Theorem: NLL is strictly convex if \(\mathbf{X}\) has full rank.

Proof sketch:

  1. Hessian: \(\mathbf{H} = -\mathbf{X}^T\mathbf{D}\mathbf{X}\)

  2. For any \(\mathbf{v} \neq \mathbf{0}\): \[\mathbf{v}^T(-\mathbf{H})\mathbf{v} = \mathbf{v}^T\mathbf{X}^T\mathbf{D}\mathbf{X}\mathbf{v}\]

  3. Let \(\mathbf{u} = \mathbf{X}\mathbf{v}\): \[= \mathbf{u}^T\mathbf{D}\mathbf{u} = \sum_{i=1}^n p_i(1-p_i)u_i^2\]

  4. Since \(0 < p_i < 1\): all \(p_i(1-p_i) > 0\)

  5. Sum of positive terms → \(\geq 0\)

  6. Equals 0 only if \(\mathbf{u} = \mathbf{0}\)

  7. If \(\mathbf{X}\) full rank: \(\mathbf{X}\mathbf{v} = \mathbf{0} \Rightarrow \mathbf{v} = \mathbf{0}\)

  8. Therefore: \(-\mathbf{H} \succ 0\) (positive definite)

Convexity implications:

Property Convex (Logistic) Non-convex (Neural Net)
Local minima None (only global) Many
Optimization Any method works Can get stuck
Convergence Guaranteed No guarantee
Initial point Doesn’t matter Critical
Solution Unique (if full rank) Multiple

Newton’s Method Converges Quadratically

Gradient Descent:

  • Linear convergence: \(\epsilon_{t+1} \leq \rho \cdot \epsilon_t\)
  • Rate depends on condition number
  • Many iterations needed
  • Simple, memory efficient

Newton’s Method:

  • Quadratic convergence: \(\epsilon_{t+1} \leq c \cdot \epsilon_t^2\)
  • Few iterations (5-10 typical)
  • Each iteration expensive: \(O(d^3)\)
  • Needs to store/invert Hessian

Trade-off:

  • Small \(d\) (<1000): Use Newton
  • Large \(d\): Use gradient methods
  • Very large \(d\): Use stochastic gradient

Fisher Information Measures Parameter Certainty

Fisher Information measures parameter certainty: \[\mathcal{I} = \mathbb{E}[-\mathbf{H}] = \mathbb{E}[\mathbf{X}^T\mathbf{D}\mathbf{X}]\]
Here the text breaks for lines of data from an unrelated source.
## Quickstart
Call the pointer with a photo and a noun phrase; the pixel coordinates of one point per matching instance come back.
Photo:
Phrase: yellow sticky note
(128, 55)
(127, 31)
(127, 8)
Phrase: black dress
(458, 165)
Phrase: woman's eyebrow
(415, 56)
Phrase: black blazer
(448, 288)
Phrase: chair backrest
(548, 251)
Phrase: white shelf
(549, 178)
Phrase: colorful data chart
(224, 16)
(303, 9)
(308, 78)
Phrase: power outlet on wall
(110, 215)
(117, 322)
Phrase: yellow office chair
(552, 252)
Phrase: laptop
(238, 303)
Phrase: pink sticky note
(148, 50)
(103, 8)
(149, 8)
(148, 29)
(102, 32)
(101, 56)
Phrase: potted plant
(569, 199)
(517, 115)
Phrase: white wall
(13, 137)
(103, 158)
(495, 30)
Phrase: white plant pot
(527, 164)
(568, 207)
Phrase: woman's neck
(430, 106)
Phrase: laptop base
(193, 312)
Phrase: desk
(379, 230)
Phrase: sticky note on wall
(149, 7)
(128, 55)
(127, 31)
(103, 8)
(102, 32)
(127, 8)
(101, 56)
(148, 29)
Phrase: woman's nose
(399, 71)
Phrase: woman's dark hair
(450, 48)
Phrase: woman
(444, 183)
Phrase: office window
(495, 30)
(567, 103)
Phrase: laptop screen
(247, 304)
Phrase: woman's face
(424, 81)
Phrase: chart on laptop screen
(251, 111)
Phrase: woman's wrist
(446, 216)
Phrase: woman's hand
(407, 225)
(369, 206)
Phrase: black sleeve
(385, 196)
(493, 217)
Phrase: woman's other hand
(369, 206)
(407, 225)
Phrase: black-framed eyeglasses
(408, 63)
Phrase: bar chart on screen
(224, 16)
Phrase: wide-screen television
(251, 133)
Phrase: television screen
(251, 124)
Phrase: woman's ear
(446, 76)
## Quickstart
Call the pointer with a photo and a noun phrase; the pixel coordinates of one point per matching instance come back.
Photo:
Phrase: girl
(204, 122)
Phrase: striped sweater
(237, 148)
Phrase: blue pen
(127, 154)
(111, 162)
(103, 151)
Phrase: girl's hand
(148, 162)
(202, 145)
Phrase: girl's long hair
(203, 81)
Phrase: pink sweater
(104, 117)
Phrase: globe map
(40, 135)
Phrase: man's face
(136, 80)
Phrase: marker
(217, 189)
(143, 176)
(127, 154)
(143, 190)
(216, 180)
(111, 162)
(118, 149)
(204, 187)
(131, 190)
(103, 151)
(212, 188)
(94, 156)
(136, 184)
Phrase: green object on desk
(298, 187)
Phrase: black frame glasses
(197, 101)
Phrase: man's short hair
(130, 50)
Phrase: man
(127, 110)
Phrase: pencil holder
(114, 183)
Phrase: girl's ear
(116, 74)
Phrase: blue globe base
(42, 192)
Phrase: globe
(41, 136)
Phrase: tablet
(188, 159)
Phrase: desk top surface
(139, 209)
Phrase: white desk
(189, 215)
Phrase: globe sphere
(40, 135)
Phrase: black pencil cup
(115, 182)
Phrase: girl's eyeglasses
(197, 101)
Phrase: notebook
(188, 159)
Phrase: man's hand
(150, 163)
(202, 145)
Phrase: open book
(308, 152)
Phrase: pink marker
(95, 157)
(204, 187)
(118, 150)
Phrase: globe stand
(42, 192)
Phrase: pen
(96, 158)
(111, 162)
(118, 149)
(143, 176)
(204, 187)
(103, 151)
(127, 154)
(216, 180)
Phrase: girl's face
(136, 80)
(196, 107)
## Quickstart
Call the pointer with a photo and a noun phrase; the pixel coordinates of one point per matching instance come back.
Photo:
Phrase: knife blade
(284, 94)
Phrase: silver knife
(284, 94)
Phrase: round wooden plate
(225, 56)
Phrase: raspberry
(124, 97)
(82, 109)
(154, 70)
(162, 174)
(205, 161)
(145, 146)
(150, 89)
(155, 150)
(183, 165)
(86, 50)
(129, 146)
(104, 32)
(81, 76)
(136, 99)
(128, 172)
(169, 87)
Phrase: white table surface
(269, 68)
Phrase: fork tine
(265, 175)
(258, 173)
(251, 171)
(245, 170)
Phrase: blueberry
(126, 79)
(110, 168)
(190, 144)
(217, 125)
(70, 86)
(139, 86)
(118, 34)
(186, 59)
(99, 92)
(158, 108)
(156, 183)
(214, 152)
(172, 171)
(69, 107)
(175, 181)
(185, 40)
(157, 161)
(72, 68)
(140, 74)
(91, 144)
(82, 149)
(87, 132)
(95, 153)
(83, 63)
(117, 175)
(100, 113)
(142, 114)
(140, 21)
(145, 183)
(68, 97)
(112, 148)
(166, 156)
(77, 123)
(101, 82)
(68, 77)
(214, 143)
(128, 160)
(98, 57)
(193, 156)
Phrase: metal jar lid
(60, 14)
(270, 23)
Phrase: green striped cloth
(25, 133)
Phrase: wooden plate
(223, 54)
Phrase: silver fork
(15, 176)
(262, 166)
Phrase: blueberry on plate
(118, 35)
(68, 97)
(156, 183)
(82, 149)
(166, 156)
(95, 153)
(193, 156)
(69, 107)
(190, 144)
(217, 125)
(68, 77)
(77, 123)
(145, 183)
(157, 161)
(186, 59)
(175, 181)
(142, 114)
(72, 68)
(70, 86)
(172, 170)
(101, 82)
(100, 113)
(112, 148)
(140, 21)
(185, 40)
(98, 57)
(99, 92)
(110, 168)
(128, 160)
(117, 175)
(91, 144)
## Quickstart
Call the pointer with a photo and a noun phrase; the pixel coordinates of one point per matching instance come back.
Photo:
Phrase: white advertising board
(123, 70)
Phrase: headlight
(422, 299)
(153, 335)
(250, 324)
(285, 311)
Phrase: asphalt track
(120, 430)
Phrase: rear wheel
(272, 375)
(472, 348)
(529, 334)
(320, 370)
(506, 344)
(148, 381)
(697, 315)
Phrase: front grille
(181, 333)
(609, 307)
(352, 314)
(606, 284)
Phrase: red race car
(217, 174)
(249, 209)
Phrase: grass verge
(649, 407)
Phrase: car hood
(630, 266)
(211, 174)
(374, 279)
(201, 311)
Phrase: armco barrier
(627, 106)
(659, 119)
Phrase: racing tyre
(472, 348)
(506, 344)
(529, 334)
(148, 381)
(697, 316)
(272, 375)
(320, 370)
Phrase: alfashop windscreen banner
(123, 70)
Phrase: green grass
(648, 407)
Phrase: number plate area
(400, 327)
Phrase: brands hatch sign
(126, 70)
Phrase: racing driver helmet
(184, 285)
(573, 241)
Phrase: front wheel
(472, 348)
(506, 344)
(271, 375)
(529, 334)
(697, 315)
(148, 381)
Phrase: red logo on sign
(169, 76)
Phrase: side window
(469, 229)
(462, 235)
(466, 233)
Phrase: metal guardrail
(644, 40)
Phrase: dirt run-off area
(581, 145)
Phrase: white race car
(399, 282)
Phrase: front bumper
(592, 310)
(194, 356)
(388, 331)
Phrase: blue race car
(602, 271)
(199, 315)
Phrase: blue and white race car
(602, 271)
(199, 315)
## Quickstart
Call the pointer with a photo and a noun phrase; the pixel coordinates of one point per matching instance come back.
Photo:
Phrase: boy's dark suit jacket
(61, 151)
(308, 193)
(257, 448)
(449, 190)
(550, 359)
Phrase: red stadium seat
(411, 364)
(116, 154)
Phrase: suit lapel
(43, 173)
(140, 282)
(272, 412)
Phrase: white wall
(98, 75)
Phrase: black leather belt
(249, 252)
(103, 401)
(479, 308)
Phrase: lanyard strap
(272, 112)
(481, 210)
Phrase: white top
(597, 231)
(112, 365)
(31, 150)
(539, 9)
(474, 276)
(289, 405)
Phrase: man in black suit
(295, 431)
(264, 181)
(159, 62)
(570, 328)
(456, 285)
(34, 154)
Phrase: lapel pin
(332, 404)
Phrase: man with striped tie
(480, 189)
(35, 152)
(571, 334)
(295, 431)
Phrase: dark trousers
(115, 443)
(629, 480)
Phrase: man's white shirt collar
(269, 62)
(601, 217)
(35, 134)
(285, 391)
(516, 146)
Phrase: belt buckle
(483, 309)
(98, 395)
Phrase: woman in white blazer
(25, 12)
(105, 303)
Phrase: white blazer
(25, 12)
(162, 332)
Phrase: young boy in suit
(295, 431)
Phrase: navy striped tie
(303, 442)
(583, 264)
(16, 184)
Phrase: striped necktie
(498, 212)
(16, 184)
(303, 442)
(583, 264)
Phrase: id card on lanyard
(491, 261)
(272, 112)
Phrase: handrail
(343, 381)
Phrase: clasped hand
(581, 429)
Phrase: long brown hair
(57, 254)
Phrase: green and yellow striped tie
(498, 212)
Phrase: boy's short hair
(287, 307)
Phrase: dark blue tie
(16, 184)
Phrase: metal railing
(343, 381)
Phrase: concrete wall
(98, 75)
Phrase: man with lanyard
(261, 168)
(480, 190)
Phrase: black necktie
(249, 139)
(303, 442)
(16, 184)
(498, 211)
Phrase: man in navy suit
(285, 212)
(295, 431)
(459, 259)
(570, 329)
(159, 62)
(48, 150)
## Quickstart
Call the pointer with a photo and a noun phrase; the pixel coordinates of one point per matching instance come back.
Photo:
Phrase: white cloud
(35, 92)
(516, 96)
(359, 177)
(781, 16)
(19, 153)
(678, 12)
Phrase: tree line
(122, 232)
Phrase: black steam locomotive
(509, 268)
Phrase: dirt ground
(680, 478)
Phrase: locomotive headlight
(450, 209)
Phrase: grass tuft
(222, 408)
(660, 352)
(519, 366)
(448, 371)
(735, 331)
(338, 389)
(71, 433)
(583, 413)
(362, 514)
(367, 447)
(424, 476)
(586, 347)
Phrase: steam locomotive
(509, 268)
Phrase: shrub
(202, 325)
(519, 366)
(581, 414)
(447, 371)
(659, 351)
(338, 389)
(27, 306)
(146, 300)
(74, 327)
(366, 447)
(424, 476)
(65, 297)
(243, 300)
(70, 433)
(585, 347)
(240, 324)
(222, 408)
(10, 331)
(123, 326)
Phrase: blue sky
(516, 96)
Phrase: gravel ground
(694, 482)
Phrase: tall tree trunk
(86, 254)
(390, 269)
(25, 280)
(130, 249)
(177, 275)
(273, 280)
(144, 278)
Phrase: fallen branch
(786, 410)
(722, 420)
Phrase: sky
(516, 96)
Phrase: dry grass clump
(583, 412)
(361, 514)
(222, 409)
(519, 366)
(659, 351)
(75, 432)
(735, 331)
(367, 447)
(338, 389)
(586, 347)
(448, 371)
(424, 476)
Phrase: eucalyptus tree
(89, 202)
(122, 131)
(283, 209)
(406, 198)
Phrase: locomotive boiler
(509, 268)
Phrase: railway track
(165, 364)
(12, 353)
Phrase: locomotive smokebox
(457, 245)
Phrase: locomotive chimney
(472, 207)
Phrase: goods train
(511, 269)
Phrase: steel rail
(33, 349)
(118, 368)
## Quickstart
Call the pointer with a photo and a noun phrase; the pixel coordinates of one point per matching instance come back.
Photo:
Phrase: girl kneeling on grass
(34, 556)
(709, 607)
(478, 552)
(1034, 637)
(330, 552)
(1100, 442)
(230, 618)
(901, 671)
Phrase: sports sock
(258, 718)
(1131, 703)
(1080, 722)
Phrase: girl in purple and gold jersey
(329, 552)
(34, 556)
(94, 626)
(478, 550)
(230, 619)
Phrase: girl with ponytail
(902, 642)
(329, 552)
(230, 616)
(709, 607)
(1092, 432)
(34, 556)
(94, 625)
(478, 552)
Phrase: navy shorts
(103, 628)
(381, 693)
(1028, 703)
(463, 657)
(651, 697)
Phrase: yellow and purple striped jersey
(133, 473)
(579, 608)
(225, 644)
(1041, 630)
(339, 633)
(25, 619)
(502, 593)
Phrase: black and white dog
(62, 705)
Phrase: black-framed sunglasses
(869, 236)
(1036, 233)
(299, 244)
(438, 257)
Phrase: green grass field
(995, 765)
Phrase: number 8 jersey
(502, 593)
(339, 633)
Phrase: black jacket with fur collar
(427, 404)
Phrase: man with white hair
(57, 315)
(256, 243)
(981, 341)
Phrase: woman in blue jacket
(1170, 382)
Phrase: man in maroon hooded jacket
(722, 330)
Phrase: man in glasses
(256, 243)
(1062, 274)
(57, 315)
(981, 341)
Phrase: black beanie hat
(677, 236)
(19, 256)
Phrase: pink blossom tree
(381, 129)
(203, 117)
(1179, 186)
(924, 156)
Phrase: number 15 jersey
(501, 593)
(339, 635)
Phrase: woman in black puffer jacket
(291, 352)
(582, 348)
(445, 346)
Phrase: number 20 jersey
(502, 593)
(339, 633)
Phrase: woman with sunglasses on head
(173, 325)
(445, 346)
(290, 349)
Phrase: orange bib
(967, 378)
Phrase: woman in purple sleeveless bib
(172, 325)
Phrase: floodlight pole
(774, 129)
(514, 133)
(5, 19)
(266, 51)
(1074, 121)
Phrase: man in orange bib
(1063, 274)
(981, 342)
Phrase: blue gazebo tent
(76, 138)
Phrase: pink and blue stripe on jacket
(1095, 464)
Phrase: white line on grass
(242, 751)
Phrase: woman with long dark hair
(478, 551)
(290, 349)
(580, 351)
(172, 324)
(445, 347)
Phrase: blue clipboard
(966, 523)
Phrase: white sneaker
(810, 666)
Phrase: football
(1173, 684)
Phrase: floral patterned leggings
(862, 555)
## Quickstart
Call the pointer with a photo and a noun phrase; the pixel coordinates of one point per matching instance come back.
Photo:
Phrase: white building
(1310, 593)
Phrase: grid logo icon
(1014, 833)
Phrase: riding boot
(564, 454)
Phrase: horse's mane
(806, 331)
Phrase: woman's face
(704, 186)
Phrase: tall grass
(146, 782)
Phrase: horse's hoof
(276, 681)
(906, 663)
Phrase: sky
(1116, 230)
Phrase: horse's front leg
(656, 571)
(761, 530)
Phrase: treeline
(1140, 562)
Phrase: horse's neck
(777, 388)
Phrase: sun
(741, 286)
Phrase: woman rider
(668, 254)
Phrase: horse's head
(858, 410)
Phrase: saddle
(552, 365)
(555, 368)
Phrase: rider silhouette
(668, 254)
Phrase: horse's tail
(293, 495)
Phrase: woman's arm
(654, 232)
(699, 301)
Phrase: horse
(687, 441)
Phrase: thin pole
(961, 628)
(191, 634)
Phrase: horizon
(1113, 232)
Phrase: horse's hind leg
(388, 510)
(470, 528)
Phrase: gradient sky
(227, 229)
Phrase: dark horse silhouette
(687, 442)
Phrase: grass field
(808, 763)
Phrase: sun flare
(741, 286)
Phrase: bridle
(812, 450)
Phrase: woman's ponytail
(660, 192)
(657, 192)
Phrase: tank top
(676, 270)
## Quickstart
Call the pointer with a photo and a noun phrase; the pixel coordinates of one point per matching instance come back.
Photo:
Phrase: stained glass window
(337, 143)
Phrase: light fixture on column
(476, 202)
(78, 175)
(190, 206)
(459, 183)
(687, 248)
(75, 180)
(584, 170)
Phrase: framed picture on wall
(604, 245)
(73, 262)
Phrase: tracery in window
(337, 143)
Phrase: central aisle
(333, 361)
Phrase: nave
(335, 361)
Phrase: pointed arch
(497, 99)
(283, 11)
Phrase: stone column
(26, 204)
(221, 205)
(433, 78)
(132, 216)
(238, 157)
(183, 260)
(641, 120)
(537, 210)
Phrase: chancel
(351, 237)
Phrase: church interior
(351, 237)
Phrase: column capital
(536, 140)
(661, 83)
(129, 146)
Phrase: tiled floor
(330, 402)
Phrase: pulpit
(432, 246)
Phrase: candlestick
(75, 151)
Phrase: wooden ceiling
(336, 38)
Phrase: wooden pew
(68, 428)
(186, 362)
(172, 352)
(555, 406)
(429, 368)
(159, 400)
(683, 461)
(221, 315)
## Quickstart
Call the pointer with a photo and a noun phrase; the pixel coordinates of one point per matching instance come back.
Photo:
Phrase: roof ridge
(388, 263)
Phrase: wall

At convergence for our example:

  • \(w^* \approx 2.2\), \(b^* \approx 0\)
  • \(p^* = [0.013, 0.050, 0.950, 0.987]\)

Weights at optimum:

  • Points 1,4: \(p(1-p) \approx 0.013\) (low)
  • Points 2,3: \(p(1-p) \approx 0.048\) (low)

Low weights everywhere → High certainty

Asymptotic distribution: \[\hat{\mathbf{w}} \sim \mathcal{N}(\mathbf{w}^*, \mathcal{I}^{-1}/n)\]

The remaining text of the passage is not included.